L’idée du métal précieux comme représentant la richesse est difficile à analyser d’une façon complète : elle est encore plus difficile à justifier par le raisonnement. L’or ni l’argent ne nous rendent par eux-mêmes de services essentiels. Le fer, le plomb, le cuivre, nous sont infiniment plus utiles et même nécessaires. Il n’en est pas moins constant que l’humanité dans son ensemble a admis l’or et l’argent à la fonction monétaire. Une partie de la production annuelle de chacun de ces métaux est employée par l’industrie, ce qui, soit dit en passant, garantit l’argent tout aussi bien que l’or contre une dépréciation absolue. Le reste fait fonction de monnaie en vertu d’un accord tacite, mais à peu près universel ; nous en exceptons certaines peuplades sauvages, qui d’ailleurs, dès qu’elles sont en contact avec les nations plus avancées, ne tardent pas à se civiliser sous ce rapport plus vite que ; sous d’autres et s’empressent de rechercher les métaux précieux aussitôt qu’elles ont appris ce qu’ils peuvent leur procurer.

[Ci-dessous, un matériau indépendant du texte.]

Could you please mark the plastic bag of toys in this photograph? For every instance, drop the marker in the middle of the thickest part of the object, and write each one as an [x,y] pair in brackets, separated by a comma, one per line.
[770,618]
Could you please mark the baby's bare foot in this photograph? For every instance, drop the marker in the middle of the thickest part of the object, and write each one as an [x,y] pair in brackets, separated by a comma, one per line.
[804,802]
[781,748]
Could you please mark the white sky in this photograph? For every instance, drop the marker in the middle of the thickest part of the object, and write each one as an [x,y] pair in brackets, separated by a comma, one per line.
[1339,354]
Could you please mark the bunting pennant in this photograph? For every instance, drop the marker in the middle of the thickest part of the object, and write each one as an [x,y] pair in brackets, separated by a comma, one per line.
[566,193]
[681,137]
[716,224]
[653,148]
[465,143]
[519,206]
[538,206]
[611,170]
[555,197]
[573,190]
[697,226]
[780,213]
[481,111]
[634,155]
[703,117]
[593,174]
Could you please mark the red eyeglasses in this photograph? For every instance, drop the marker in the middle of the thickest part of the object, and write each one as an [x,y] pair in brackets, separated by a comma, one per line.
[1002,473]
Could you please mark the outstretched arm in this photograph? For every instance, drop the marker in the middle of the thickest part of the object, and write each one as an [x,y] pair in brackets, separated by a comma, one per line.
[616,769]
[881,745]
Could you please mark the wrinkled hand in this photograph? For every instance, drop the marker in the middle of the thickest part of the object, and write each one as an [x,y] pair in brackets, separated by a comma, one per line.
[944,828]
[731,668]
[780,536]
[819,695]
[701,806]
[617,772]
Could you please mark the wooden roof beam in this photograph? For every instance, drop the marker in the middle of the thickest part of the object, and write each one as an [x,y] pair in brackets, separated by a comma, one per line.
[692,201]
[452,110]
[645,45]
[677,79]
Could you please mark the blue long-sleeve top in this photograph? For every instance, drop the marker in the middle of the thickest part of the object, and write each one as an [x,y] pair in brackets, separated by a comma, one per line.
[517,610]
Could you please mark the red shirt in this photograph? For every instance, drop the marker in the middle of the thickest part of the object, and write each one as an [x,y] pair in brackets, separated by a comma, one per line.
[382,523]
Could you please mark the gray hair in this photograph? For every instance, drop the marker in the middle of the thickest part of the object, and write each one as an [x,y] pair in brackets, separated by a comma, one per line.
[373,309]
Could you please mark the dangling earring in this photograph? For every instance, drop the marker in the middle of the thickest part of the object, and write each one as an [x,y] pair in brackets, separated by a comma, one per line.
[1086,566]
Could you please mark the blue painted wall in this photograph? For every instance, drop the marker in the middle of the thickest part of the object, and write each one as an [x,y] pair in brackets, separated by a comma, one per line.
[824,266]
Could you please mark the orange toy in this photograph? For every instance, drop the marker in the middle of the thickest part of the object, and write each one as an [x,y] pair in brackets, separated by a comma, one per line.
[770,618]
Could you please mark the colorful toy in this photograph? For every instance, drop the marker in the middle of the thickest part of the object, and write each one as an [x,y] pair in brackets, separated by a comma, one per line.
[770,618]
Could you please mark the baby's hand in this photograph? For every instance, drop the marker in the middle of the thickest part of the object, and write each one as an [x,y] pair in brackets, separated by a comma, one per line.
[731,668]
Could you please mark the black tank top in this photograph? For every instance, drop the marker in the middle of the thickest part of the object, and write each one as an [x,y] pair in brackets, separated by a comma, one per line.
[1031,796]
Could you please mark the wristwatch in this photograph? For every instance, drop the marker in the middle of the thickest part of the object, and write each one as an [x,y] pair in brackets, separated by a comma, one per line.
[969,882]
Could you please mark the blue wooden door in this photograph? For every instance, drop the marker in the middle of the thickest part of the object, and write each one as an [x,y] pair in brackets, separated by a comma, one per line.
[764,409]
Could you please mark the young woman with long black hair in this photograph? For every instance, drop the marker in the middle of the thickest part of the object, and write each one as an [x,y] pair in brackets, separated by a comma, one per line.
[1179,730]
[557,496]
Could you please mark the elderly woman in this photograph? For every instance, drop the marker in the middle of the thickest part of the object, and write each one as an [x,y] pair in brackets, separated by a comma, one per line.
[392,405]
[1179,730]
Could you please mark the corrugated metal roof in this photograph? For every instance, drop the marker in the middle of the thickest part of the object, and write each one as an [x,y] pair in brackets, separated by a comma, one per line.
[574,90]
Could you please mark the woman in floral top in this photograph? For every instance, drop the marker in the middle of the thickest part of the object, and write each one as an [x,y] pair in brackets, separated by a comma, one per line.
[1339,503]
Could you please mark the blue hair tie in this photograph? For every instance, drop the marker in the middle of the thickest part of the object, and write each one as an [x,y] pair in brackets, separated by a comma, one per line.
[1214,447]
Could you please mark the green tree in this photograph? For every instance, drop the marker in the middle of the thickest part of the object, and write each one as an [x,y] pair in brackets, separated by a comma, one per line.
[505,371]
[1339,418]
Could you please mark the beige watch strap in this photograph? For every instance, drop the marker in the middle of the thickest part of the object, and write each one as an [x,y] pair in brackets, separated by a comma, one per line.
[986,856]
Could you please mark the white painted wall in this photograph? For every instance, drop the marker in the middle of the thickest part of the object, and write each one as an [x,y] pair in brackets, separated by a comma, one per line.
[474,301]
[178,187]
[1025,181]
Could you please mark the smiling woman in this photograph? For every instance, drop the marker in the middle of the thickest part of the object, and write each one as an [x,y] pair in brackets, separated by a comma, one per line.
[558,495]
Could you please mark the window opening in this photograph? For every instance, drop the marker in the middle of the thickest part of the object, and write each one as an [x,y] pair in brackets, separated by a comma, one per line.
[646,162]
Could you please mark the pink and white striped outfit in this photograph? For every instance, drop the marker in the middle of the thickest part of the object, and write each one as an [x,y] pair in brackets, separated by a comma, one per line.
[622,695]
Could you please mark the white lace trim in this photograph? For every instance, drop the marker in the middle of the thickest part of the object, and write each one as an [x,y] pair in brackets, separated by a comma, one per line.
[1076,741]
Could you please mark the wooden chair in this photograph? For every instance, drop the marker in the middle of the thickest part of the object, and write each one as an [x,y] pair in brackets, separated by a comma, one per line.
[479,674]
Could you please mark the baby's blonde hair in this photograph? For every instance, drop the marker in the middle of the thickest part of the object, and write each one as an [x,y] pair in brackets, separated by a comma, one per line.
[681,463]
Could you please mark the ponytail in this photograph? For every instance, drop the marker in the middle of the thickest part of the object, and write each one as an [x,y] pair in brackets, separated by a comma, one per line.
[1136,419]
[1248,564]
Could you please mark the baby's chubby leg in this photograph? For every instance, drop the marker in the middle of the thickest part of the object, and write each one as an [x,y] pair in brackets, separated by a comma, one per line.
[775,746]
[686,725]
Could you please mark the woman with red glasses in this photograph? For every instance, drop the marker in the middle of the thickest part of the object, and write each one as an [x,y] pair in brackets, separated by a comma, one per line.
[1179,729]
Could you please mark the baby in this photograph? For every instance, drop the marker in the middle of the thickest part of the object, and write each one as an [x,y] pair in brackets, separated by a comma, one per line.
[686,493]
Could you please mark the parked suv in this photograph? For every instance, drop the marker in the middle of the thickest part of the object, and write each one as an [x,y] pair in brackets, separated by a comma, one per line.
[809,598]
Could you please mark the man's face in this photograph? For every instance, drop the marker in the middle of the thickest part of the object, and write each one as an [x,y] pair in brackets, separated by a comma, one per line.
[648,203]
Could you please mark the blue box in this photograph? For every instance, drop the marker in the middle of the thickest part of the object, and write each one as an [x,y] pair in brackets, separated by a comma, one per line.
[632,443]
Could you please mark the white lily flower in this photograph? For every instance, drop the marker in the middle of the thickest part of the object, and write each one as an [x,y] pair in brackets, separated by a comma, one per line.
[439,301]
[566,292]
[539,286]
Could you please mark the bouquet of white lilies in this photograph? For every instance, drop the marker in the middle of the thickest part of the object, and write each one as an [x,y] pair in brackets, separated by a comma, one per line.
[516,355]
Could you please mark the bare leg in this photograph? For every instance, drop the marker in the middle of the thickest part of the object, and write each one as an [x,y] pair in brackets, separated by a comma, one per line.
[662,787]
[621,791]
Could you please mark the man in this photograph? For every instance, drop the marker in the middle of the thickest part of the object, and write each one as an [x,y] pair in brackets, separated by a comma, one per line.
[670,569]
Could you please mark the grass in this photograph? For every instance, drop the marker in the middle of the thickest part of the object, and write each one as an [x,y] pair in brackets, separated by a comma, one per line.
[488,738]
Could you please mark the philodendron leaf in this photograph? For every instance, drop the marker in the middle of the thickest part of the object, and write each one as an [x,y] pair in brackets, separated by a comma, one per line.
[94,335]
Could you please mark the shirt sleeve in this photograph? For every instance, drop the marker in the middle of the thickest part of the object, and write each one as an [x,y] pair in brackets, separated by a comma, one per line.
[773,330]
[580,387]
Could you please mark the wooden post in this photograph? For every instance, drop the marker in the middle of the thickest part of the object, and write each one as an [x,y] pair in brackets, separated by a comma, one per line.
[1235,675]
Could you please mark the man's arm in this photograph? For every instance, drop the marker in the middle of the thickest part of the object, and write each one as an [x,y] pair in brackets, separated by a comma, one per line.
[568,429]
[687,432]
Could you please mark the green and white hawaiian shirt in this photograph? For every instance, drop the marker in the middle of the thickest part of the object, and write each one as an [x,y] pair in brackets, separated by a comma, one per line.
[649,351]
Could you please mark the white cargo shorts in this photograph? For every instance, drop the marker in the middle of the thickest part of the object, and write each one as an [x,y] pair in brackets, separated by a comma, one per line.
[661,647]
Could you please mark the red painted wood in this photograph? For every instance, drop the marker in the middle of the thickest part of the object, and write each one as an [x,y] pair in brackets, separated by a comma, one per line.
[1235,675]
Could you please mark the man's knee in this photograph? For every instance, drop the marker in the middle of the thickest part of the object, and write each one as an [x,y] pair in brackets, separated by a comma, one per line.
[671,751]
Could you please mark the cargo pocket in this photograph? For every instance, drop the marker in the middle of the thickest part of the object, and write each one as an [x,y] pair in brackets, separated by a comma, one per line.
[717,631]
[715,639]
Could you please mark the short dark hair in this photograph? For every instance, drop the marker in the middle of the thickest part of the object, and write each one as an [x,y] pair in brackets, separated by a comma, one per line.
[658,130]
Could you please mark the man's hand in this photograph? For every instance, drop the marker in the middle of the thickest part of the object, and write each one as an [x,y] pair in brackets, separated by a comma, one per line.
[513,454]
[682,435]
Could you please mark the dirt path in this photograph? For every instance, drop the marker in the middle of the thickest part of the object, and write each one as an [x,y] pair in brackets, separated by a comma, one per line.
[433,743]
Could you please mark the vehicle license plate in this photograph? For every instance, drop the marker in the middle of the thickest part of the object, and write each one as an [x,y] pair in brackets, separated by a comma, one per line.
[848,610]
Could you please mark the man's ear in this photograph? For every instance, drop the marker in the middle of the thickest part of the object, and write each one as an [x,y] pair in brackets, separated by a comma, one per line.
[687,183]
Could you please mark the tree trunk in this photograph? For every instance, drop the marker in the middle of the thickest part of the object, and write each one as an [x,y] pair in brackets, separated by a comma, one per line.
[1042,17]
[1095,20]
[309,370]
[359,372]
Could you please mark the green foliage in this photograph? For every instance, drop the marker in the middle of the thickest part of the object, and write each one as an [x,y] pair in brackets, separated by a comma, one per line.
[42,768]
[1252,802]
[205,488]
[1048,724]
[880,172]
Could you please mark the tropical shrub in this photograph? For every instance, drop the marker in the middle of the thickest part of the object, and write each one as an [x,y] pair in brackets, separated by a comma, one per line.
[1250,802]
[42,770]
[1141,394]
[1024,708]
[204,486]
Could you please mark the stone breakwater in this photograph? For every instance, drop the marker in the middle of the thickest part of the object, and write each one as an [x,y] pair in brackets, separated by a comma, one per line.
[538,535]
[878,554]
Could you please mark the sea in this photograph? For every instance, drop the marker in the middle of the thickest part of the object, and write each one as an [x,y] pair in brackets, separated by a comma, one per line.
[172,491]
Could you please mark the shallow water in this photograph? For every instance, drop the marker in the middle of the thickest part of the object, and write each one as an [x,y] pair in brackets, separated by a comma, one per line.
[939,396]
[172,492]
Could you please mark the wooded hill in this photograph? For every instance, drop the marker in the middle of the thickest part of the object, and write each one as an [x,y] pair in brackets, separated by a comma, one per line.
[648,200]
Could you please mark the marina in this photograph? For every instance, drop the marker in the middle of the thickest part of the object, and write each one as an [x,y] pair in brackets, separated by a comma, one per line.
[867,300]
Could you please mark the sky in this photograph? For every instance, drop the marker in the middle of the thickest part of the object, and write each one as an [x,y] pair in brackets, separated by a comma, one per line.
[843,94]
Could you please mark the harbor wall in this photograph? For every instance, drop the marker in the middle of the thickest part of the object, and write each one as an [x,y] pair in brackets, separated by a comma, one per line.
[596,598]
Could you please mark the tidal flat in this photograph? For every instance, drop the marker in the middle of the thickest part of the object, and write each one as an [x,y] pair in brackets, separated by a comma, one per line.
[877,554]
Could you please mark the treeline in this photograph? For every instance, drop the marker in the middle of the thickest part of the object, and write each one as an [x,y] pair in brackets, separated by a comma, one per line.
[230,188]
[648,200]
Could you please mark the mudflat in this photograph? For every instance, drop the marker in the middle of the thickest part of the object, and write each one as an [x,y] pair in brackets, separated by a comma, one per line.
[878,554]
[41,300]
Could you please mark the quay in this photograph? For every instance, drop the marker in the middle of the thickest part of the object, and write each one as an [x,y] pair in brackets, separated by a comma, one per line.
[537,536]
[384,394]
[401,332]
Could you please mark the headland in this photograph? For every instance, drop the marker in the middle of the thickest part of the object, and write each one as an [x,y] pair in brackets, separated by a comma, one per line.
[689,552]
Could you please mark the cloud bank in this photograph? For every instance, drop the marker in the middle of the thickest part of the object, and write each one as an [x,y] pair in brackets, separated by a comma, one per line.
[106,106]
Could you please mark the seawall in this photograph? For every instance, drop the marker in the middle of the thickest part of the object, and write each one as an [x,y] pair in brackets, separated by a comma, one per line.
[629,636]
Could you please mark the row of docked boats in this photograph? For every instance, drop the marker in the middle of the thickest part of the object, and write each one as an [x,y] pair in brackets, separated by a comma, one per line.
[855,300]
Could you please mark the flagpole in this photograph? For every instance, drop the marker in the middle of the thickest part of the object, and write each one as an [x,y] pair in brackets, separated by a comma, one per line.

Il n’est pas aisé d’expliquer pourquoi l’or et l’argent remplissent cette fonction de préférence à tant d’autres substances. Certaines de leurs qualités : rareté, dureté, fusibilité, homogénéité, ductilité, éclat, sonorité, inoxydabilité, les y rendent aptes à coup sûr et les désignent d’une façon spéciale. Le prix du temps et de

  1. Nous négligeons les fractions.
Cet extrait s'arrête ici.